Some common contact allergens can include flea collars, materials used to make bedding and some kinds of shampoos. While it may be difficult to pinpoint the exact cause of your cat's allergy, it can be worth the effort of removing possible allergens from their reach. Often, simply not using the allergen will be enough to clear up your cat's symptoms.
Contrary to popular belief, not all cats will scratch wildly when bitten by a flea. In many cases a flea bite is just a minor irritation. But if your cat is allergic to the proteins or antigens in flea saliva just a single bite could lead to a severe reaction resulting in intense itching. In many cases this will cause your cat to scratch relentlessly or chew their skin, removing large amounts of hair in the process. If your cat is allergic to flea bites you may also notice open sores or scabs on the skin, particularly at the base of the tail. These sores can result in secondary bacterial skin infections.
The best way to treat this allergy is to keep fleas well away from your pet. If your pet has fleas, speak to your vet about various flea control products and how to rid your cat of fleas. Corticosteroids (cortisone or steroids) can be prescribed by your vet to help block the allergic reaction and give your cat immediate relief from itchiness. Antibiotics may be required if your cat has a secondary skin infection due to scratching.
Food Allergies in Cats
In Cats, food allergies are usually caused by an immune system reaction to an ingredient or additive in their food. Some common food allergies can include beef, chicken and turkey. Certain vegetable proteins may also cause reactions in cats when they are found in commercially produced cat food like corn or wheat. Food allergies generally lead to digestive disorders, itchy skin and respiratory issues.
For cats suspected of having a food allergy, an elimination or hypoallergenic diet is typically prescribed. These diets involve feeding your cat a diet consisting only of ingredients they have never previously eaten such as rabbit or venison and eliminating their regular food completely. To be effective these diets must be adhered to strictly. No cat treats (unless approved as part of the diet), and no sneaking any table scraps. Elimination diets must be adhered to for between 9-12 weeks in order to give your cat's body time to eliminate all traces of the problematic ingredient and start the recovery process.
Inhalant & Atopy Allergies
Inhalant and atopy allergies are those related to substances found in the environment such as ragweed, pollen, mold, dust mites and pollutants such as cigarette smoke. Reactions to these allergens in cats can include severe itching across the body. It is common for cats that have these allergies to be allergic to more than one substance. So, it can take patients to determine the exact cause. While, in many cases, these allergies are seasonal, in others, itchnig may be persistent throughout the year.
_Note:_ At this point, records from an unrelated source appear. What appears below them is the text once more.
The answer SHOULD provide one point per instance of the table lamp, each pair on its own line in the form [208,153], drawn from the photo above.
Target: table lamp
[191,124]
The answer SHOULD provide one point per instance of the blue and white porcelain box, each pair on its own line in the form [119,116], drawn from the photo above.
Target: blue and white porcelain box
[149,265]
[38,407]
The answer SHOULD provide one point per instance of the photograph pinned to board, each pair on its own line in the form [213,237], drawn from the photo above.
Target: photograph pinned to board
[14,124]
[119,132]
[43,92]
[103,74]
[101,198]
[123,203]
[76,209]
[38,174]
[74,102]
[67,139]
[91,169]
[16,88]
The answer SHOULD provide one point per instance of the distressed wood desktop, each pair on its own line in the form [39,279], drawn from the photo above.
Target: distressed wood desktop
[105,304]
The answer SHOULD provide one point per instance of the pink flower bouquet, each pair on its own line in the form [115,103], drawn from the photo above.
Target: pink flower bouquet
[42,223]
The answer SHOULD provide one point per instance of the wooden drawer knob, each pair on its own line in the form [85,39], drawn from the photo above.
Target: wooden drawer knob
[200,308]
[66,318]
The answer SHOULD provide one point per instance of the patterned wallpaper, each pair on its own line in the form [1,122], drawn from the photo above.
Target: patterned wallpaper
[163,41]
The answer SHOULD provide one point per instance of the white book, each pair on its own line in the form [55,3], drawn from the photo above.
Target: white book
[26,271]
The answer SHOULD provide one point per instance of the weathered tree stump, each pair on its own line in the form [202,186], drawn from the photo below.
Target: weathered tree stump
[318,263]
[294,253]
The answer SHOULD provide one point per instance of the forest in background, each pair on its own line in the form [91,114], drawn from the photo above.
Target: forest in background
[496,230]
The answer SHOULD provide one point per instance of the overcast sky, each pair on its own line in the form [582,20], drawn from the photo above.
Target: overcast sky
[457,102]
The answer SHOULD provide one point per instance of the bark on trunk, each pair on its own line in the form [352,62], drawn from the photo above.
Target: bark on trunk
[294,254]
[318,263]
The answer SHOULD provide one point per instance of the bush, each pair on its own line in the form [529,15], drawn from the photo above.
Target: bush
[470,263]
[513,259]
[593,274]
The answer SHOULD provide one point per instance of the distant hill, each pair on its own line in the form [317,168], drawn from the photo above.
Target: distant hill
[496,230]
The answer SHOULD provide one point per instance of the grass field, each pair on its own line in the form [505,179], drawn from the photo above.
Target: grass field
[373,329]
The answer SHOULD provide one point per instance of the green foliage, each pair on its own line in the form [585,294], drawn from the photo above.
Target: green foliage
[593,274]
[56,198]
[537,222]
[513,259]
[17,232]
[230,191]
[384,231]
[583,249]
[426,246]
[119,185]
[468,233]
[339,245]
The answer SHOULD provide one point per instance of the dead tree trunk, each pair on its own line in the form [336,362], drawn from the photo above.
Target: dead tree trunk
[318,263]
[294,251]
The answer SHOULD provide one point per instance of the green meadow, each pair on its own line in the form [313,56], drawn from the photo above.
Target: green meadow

Treatment for these allergies largely depends on the severity of the allergy and whether it is seasonal. A hypoallergenic diet can be helpful in relieving symptoms and treatments can include:
- Corticosteroids (prednisone)
- Sprays and shampoos to improve the health of the skin
- Antigen injections/allergy shots
- Essential fatty acids/fish oils
- Immunosuppressive drug therapy
Ongoing Treatment for Cats with Skin Allergies
Remember that many treatments for skin allergies in cats will take some time to take full effect and won't be appropriate for flareups. Your vet will be able to provide you with treatments for acute symptoms and for long-term management of the condition.
While treatment can help to control and relieve your cat's symptoms, only preventing your cat from coming in contact with the allergin will cure the problem. This means that while your cat may live symptom-free for long periods of time, symptoms will likely recur periodically. Your vet will be able to help you and your cat deal with allergic reactions whenever they appear.
Note: The advice provided in this post is intended for informational purposes and does not constitute medical advice regarding pets. For an accurate diagnosis of your pet's condition, please make an appointment with your vet.